Many people have asked the question: “How did this growing, transformational movement of churches and ministries coming together to express biblical unity start? Who came up with the idea?

Well, originally one would have to say the idea began with Jesus Christ in his prayer in John 17:20-23 which says, “My prayer is not for them alone. I pray also for those who will believe in me through their message, that all of them may be one, Father, just as you are in me and I am in you. May they also be in us so that the world may believe that you have sent me. I have given them the glory that you gave me, that they may be one as we are one: I in them and you in me. May they be brought to complete unity to let the world know that you sent me and have loved them even as you have loved me.”

And in essence Christian Solidarity is all about participating in that prayer of Jesus. But in addition to Jesus’ prayer a fellow Utah ministry leader, Greg Johnson, was visiting Manchester England in early 2005. And while he was there he noticed these pink signs on very beautiful, traditional looking churches. Obviously, these pink oval signs stood out as these picture below illustrate.

But as he kept on driving around Manchester these pink signs on churches kept appearing on different churches like Baptist, Reformed, Anglican, Assembly of God and so he finally had to stop and asked what these signs represented? Why were they all on these different types of churches? And so he spoke to a local minister who said: “When the state of Christianity gets to be where it is now in England, you realize the need to express your unity together.”
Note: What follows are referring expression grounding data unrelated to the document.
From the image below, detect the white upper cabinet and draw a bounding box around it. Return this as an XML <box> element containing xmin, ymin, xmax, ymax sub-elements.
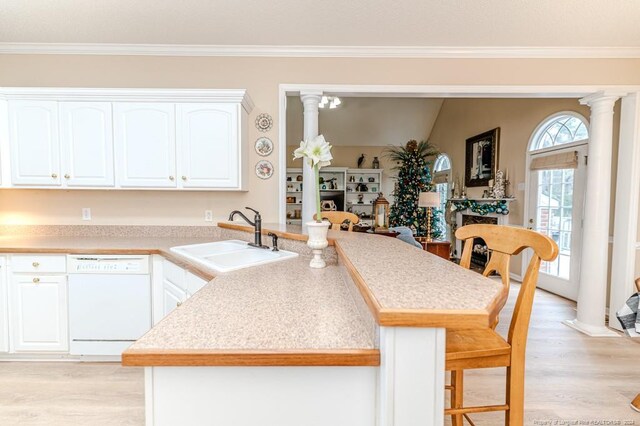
<box><xmin>177</xmin><ymin>103</ymin><xmax>239</xmax><ymax>189</ymax></box>
<box><xmin>8</xmin><ymin>101</ymin><xmax>61</xmax><ymax>186</ymax></box>
<box><xmin>60</xmin><ymin>102</ymin><xmax>115</xmax><ymax>187</ymax></box>
<box><xmin>114</xmin><ymin>103</ymin><xmax>177</xmax><ymax>188</ymax></box>
<box><xmin>1</xmin><ymin>89</ymin><xmax>253</xmax><ymax>190</ymax></box>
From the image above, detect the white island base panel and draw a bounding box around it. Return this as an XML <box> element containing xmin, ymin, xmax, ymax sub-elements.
<box><xmin>143</xmin><ymin>327</ymin><xmax>445</xmax><ymax>426</ymax></box>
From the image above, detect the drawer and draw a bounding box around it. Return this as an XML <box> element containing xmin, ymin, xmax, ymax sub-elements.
<box><xmin>163</xmin><ymin>259</ymin><xmax>186</xmax><ymax>290</ymax></box>
<box><xmin>12</xmin><ymin>255</ymin><xmax>67</xmax><ymax>273</ymax></box>
<box><xmin>186</xmin><ymin>272</ymin><xmax>208</xmax><ymax>296</ymax></box>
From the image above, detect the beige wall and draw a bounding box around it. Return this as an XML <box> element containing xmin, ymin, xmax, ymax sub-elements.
<box><xmin>0</xmin><ymin>54</ymin><xmax>639</xmax><ymax>225</ymax></box>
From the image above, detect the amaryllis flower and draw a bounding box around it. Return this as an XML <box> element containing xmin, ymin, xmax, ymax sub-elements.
<box><xmin>293</xmin><ymin>135</ymin><xmax>333</xmax><ymax>169</ymax></box>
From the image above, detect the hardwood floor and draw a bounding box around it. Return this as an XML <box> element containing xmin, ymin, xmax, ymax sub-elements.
<box><xmin>446</xmin><ymin>283</ymin><xmax>640</xmax><ymax>425</ymax></box>
<box><xmin>0</xmin><ymin>362</ymin><xmax>144</xmax><ymax>425</ymax></box>
<box><xmin>0</xmin><ymin>286</ymin><xmax>637</xmax><ymax>425</ymax></box>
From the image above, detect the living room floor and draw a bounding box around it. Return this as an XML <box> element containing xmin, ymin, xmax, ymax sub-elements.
<box><xmin>0</xmin><ymin>286</ymin><xmax>637</xmax><ymax>426</ymax></box>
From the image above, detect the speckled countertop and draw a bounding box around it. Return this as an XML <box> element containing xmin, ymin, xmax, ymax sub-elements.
<box><xmin>0</xmin><ymin>223</ymin><xmax>505</xmax><ymax>366</ymax></box>
<box><xmin>128</xmin><ymin>257</ymin><xmax>375</xmax><ymax>351</ymax></box>
<box><xmin>220</xmin><ymin>222</ymin><xmax>505</xmax><ymax>328</ymax></box>
<box><xmin>244</xmin><ymin>222</ymin><xmax>502</xmax><ymax>310</ymax></box>
<box><xmin>335</xmin><ymin>232</ymin><xmax>502</xmax><ymax>311</ymax></box>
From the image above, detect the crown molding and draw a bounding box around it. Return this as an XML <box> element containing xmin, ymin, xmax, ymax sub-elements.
<box><xmin>1</xmin><ymin>43</ymin><xmax>640</xmax><ymax>58</ymax></box>
<box><xmin>0</xmin><ymin>87</ymin><xmax>255</xmax><ymax>113</ymax></box>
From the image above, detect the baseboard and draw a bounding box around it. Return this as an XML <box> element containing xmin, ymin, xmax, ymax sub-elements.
<box><xmin>509</xmin><ymin>272</ymin><xmax>523</xmax><ymax>283</ymax></box>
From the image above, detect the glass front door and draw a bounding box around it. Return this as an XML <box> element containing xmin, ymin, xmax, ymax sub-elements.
<box><xmin>527</xmin><ymin>144</ymin><xmax>587</xmax><ymax>301</ymax></box>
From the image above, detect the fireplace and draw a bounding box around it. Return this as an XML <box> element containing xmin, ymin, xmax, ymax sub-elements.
<box><xmin>461</xmin><ymin>214</ymin><xmax>498</xmax><ymax>270</ymax></box>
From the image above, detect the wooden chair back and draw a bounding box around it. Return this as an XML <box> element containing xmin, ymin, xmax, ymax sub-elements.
<box><xmin>313</xmin><ymin>211</ymin><xmax>360</xmax><ymax>231</ymax></box>
<box><xmin>455</xmin><ymin>224</ymin><xmax>558</xmax><ymax>350</ymax></box>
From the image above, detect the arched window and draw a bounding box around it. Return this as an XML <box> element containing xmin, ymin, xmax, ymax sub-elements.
<box><xmin>530</xmin><ymin>113</ymin><xmax>589</xmax><ymax>152</ymax></box>
<box><xmin>433</xmin><ymin>154</ymin><xmax>451</xmax><ymax>239</ymax></box>
<box><xmin>434</xmin><ymin>154</ymin><xmax>451</xmax><ymax>172</ymax></box>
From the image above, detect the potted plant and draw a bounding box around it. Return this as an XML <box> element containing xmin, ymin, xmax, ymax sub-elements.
<box><xmin>293</xmin><ymin>135</ymin><xmax>333</xmax><ymax>268</ymax></box>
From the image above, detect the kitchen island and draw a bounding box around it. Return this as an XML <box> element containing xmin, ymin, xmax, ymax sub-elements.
<box><xmin>0</xmin><ymin>223</ymin><xmax>503</xmax><ymax>426</ymax></box>
<box><xmin>123</xmin><ymin>222</ymin><xmax>504</xmax><ymax>426</ymax></box>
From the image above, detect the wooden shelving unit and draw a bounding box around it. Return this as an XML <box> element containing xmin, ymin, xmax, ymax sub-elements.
<box><xmin>284</xmin><ymin>167</ymin><xmax>383</xmax><ymax>225</ymax></box>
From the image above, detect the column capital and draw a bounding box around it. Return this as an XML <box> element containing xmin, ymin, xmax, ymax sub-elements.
<box><xmin>579</xmin><ymin>91</ymin><xmax>626</xmax><ymax>108</ymax></box>
<box><xmin>300</xmin><ymin>90</ymin><xmax>323</xmax><ymax>103</ymax></box>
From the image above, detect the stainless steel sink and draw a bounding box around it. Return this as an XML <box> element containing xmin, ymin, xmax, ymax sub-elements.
<box><xmin>170</xmin><ymin>240</ymin><xmax>298</xmax><ymax>273</ymax></box>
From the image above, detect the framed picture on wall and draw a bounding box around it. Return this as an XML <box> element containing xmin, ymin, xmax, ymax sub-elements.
<box><xmin>464</xmin><ymin>128</ymin><xmax>500</xmax><ymax>187</ymax></box>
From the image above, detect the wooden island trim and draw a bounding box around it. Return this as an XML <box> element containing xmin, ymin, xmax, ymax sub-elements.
<box><xmin>122</xmin><ymin>348</ymin><xmax>380</xmax><ymax>367</ymax></box>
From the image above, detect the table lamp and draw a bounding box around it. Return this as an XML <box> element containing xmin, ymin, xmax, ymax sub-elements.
<box><xmin>418</xmin><ymin>192</ymin><xmax>441</xmax><ymax>242</ymax></box>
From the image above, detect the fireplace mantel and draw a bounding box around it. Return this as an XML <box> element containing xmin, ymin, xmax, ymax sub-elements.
<box><xmin>451</xmin><ymin>198</ymin><xmax>516</xmax><ymax>259</ymax></box>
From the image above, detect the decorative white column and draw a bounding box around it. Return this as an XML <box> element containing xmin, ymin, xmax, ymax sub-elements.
<box><xmin>300</xmin><ymin>91</ymin><xmax>323</xmax><ymax>226</ymax></box>
<box><xmin>609</xmin><ymin>93</ymin><xmax>640</xmax><ymax>330</ymax></box>
<box><xmin>565</xmin><ymin>92</ymin><xmax>622</xmax><ymax>337</ymax></box>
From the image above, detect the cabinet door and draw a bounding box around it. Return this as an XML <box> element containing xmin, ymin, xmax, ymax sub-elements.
<box><xmin>186</xmin><ymin>272</ymin><xmax>208</xmax><ymax>296</ymax></box>
<box><xmin>60</xmin><ymin>102</ymin><xmax>115</xmax><ymax>187</ymax></box>
<box><xmin>11</xmin><ymin>275</ymin><xmax>68</xmax><ymax>352</ymax></box>
<box><xmin>0</xmin><ymin>258</ymin><xmax>7</xmax><ymax>353</ymax></box>
<box><xmin>177</xmin><ymin>104</ymin><xmax>239</xmax><ymax>188</ymax></box>
<box><xmin>8</xmin><ymin>100</ymin><xmax>61</xmax><ymax>186</ymax></box>
<box><xmin>113</xmin><ymin>103</ymin><xmax>177</xmax><ymax>188</ymax></box>
<box><xmin>162</xmin><ymin>279</ymin><xmax>186</xmax><ymax>318</ymax></box>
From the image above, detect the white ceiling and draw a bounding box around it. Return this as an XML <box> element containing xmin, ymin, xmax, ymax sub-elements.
<box><xmin>1</xmin><ymin>0</ymin><xmax>639</xmax><ymax>48</ymax></box>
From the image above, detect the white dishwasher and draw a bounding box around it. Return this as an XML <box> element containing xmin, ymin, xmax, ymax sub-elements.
<box><xmin>68</xmin><ymin>255</ymin><xmax>151</xmax><ymax>356</ymax></box>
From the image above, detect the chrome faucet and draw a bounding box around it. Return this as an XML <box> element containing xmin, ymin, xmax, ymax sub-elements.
<box><xmin>228</xmin><ymin>207</ymin><xmax>268</xmax><ymax>249</ymax></box>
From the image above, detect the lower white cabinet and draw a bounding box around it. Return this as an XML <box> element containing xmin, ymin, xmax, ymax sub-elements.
<box><xmin>162</xmin><ymin>279</ymin><xmax>186</xmax><ymax>317</ymax></box>
<box><xmin>0</xmin><ymin>258</ymin><xmax>8</xmax><ymax>353</ymax></box>
<box><xmin>10</xmin><ymin>274</ymin><xmax>68</xmax><ymax>352</ymax></box>
<box><xmin>186</xmin><ymin>272</ymin><xmax>207</xmax><ymax>297</ymax></box>
<box><xmin>158</xmin><ymin>259</ymin><xmax>209</xmax><ymax>319</ymax></box>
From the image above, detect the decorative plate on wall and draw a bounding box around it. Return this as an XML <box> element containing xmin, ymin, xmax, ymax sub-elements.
<box><xmin>255</xmin><ymin>160</ymin><xmax>274</xmax><ymax>179</ymax></box>
<box><xmin>255</xmin><ymin>137</ymin><xmax>273</xmax><ymax>156</ymax></box>
<box><xmin>255</xmin><ymin>113</ymin><xmax>273</xmax><ymax>132</ymax></box>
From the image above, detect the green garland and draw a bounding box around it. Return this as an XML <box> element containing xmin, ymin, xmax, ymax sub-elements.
<box><xmin>449</xmin><ymin>199</ymin><xmax>509</xmax><ymax>216</ymax></box>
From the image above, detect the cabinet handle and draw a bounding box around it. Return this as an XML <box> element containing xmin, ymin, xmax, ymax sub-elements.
<box><xmin>33</xmin><ymin>277</ymin><xmax>40</xmax><ymax>284</ymax></box>
<box><xmin>181</xmin><ymin>176</ymin><xmax>187</xmax><ymax>181</ymax></box>
<box><xmin>32</xmin><ymin>262</ymin><xmax>40</xmax><ymax>268</ymax></box>
<box><xmin>51</xmin><ymin>173</ymin><xmax>58</xmax><ymax>179</ymax></box>
<box><xmin>176</xmin><ymin>301</ymin><xmax>182</xmax><ymax>307</ymax></box>
<box><xmin>64</xmin><ymin>174</ymin><xmax>70</xmax><ymax>179</ymax></box>
<box><xmin>169</xmin><ymin>176</ymin><xmax>175</xmax><ymax>181</ymax></box>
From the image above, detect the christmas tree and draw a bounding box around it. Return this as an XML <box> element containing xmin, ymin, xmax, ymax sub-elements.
<box><xmin>386</xmin><ymin>140</ymin><xmax>444</xmax><ymax>239</ymax></box>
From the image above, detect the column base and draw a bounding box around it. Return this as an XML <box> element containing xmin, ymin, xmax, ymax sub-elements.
<box><xmin>563</xmin><ymin>319</ymin><xmax>619</xmax><ymax>337</ymax></box>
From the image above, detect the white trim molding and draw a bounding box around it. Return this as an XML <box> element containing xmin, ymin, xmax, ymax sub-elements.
<box><xmin>1</xmin><ymin>43</ymin><xmax>640</xmax><ymax>59</ymax></box>
<box><xmin>0</xmin><ymin>87</ymin><xmax>255</xmax><ymax>113</ymax></box>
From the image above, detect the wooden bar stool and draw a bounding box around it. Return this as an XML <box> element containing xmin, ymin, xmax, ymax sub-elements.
<box><xmin>313</xmin><ymin>211</ymin><xmax>359</xmax><ymax>231</ymax></box>
<box><xmin>447</xmin><ymin>224</ymin><xmax>559</xmax><ymax>425</ymax></box>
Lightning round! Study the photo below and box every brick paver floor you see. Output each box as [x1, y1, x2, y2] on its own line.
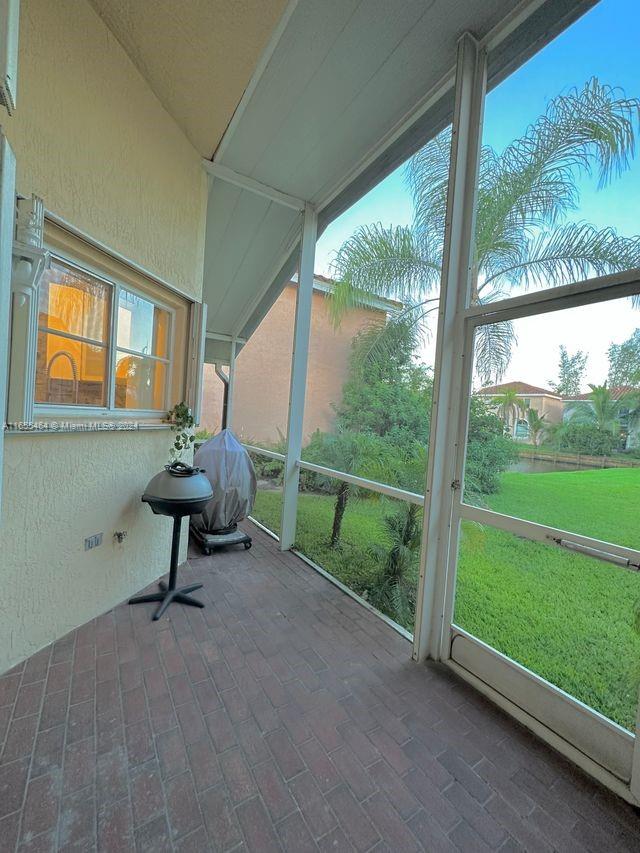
[1, 522, 639, 851]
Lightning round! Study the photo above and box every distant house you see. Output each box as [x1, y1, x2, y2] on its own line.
[561, 385, 638, 415]
[563, 386, 640, 449]
[200, 275, 401, 444]
[475, 381, 564, 441]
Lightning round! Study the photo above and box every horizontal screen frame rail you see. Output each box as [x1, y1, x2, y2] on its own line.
[463, 267, 640, 324]
[243, 443, 286, 462]
[458, 502, 640, 569]
[450, 625, 634, 744]
[297, 459, 425, 506]
[242, 446, 426, 507]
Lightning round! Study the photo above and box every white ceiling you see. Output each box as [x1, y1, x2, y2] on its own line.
[87, 0, 290, 157]
[202, 0, 593, 349]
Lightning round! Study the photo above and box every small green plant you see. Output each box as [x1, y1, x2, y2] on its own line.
[166, 402, 195, 462]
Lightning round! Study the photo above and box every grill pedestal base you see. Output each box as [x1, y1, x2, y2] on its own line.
[129, 514, 204, 621]
[128, 579, 204, 621]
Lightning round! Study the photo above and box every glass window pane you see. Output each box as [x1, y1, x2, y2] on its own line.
[115, 352, 166, 410]
[153, 305, 170, 358]
[455, 523, 640, 730]
[39, 260, 110, 342]
[117, 289, 170, 357]
[465, 294, 640, 550]
[35, 330, 107, 406]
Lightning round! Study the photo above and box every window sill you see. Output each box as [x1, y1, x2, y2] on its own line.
[33, 406, 168, 418]
[4, 421, 171, 436]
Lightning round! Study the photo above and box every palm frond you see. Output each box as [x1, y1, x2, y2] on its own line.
[476, 79, 640, 273]
[330, 78, 640, 385]
[328, 223, 441, 327]
[406, 128, 452, 251]
[485, 222, 640, 292]
[474, 321, 516, 386]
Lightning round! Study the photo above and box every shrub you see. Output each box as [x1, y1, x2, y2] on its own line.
[553, 422, 618, 456]
[245, 434, 287, 483]
[465, 399, 518, 496]
[249, 453, 285, 482]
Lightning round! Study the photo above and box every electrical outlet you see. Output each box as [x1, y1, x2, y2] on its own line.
[84, 533, 103, 551]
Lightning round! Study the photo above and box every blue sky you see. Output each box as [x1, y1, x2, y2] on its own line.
[315, 0, 640, 389]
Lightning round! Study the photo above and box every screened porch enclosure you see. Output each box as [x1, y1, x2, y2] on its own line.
[200, 0, 640, 806]
[0, 0, 639, 846]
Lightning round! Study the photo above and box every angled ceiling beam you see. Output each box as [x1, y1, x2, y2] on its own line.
[205, 331, 246, 344]
[202, 160, 306, 212]
[213, 0, 301, 163]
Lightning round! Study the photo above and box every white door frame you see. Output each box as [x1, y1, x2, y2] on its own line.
[409, 27, 640, 804]
[439, 269, 640, 801]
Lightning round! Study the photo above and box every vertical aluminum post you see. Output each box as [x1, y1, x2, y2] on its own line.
[413, 34, 487, 662]
[280, 203, 317, 550]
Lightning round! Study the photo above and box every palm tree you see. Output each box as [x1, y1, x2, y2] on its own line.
[567, 383, 640, 440]
[526, 408, 548, 447]
[492, 389, 524, 436]
[329, 80, 640, 384]
[367, 445, 426, 627]
[567, 383, 623, 434]
[306, 430, 394, 548]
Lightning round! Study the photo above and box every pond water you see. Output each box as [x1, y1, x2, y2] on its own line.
[510, 458, 591, 474]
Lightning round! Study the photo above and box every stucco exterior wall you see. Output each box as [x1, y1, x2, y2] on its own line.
[535, 395, 564, 424]
[5, 0, 207, 298]
[201, 284, 386, 445]
[0, 0, 207, 672]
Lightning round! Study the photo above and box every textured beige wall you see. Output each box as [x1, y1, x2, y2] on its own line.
[5, 0, 207, 298]
[0, 0, 207, 672]
[0, 432, 190, 668]
[538, 395, 564, 424]
[201, 284, 385, 444]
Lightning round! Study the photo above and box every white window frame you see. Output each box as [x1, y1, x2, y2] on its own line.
[0, 0, 19, 114]
[0, 127, 16, 514]
[33, 251, 176, 418]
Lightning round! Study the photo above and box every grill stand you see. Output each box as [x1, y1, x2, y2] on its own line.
[128, 515, 204, 621]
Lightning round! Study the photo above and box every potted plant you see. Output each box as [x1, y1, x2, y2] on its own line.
[166, 402, 195, 462]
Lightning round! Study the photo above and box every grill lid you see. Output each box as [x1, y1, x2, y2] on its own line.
[143, 462, 213, 505]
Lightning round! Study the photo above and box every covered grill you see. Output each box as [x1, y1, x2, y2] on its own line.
[129, 461, 213, 620]
[190, 429, 257, 554]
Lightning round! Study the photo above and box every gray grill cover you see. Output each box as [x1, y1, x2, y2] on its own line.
[193, 430, 257, 532]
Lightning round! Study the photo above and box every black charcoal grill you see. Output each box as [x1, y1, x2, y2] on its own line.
[129, 461, 213, 621]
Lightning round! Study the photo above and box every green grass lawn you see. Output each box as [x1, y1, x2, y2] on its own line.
[252, 468, 640, 730]
[252, 488, 390, 592]
[488, 467, 640, 549]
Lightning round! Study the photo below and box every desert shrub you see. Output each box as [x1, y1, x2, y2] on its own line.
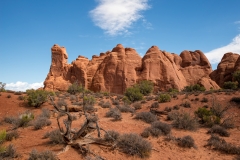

So when Greg Johnson returned back to Utah he presented what these churches in Manchester were doing. The question was asked: Is this something that Utah churches should demonstrate as well? After prayer and discussion over several months the consensus of many local pastors was this: “If unity is that important then why turn to it when all is almost loss; instead God’s church should turn to it first with much to gain.” This enthusiasm led to the development of a rotating Leadership Team consisted of local Utah pastors to start working on the launch of Christian Solidarity. And on September 10, 2006 over 40+ churches from different theological and ethnic backgrounds celebrated the beginning of Christian Solidarity. We anticipate the number to keep growing in Utah and who knows this idea might spread to other states and countries.

After all, it spread from England to Utah.